A senior member of the Senate Finance Committee yesterday asked the Internal Revenue Service to explain how the IRS could have paid out more than $30 million in 2000 and 2001 for nonexistent tax credits for slave reparations.
Sen. Charles E. Grassley, Iowa Republican, asked IRS Commissioner Charles O. Rossotti for answers about how thousands of taxpayers had been encouraged to file what he described as "specious claims."
"This scam has encouraged thousands of taxpayers to file specious tax claims encouraging them to claim a credit payable to the descendants of slaves," Mr. Grassley said, citing a recent investigation by the Treasury inspector general for tax administration.
"The scam states that the credit is for the cash equivalent of 40 acres and a mule, approximately $42,200," he said.
The Senate Finance Committee, which oversees the IRS, has been focusing in recent weeks on the reported loss of tens of billions of dollars to various tax scams.

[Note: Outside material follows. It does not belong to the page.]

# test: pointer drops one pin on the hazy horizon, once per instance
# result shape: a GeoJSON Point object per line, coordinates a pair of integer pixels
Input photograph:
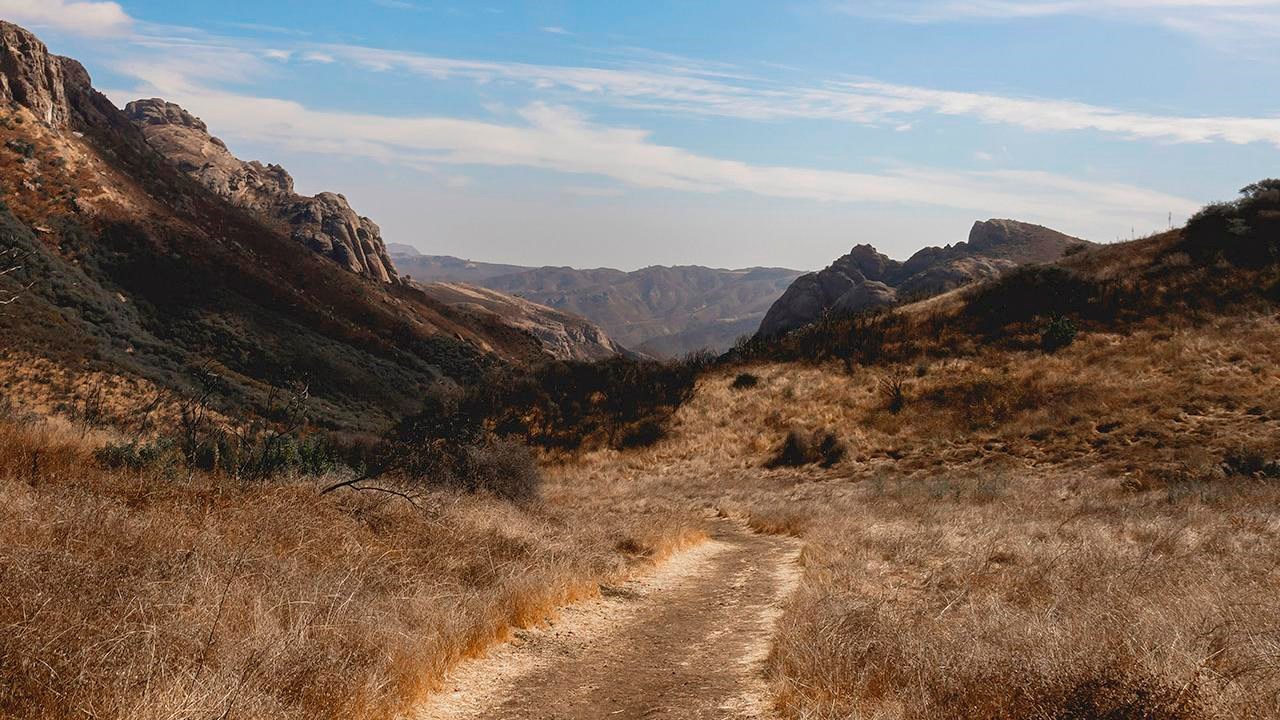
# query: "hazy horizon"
{"type": "Point", "coordinates": [589, 136]}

One IRS employee is already under investigation for his help in approving tax returns claiming the slave reparations, Mr. Grassley said. He added that at least a dozen other current and former IRS employees, all described as low-level IRS officials, are said to have applied to receive such a credit or honored similar claims.
Mr. Grassley said David C. Williams, the Treasury Department's inspector general for tax administration, said in a March 28 report that four current IRS employees claimed credit on their tax returns, another may have knowingly honored a claim made by another taxpayer for the slave reparation credit and eight former IRS employees also applied for the credit.
He asked the IRS for information on what the agency was doing, if anything, to discipline those involved, including termination and paid or unpaid administrative leave.
"IRS must lead by example and show that zero tolerance for these tax schemes starts at home," Mr. Grassley said.
The three-term Iowa senator said the conduct of at least four IRS employees those who filed for the tax credits appeared to have violated the IRS Restructuring and Reform Act of 1998, which would require their termination after a final judicial ruling that they had willfully understated their federal tax liability.
Mr. Grassley said that while he was aware that the Williams report had been referred to the Office of Investigations for further review, "I would appreciate confirmation that such a review is being done; the expected time of the completion of the review; and whether the actions of these employees" falls under the act.
Earlier this year, the IRS issued a warning that "scam artists" were bilking black taxpayers nationwide by charging them for information about a phony slave reparation tax credit. The agency called it the "latest in a line of schemes dealing with money for descendants of slaves."
In the Feb. 6 notice, the IRS said its tax centers nationwide had received thousands of slave reparation-related claims, but because there was no law allowing reparations, the IRS had rejected them. The agency said at the time that the claims were prompted by phony tax preparers who charged a fee for false information on how to file the claims.
The IRS said it received nearly 80,000 returns in 2001, mostly from Southern states, claiming more than $2.7 billion in false reparation refunds. The agency said promoters charged filing fees ranging from a percentage of the refund to $100 or higher.
Currently, there is no law that allows the U.S. government or the IRS to pay slavery reparations or refunds. At one time, after the Civil War, Congress passed a bill to allow slavery reparations in the form of 40 acres and a mule, but that bill was vetoed by President Andrew Johnson and was never enacted into law.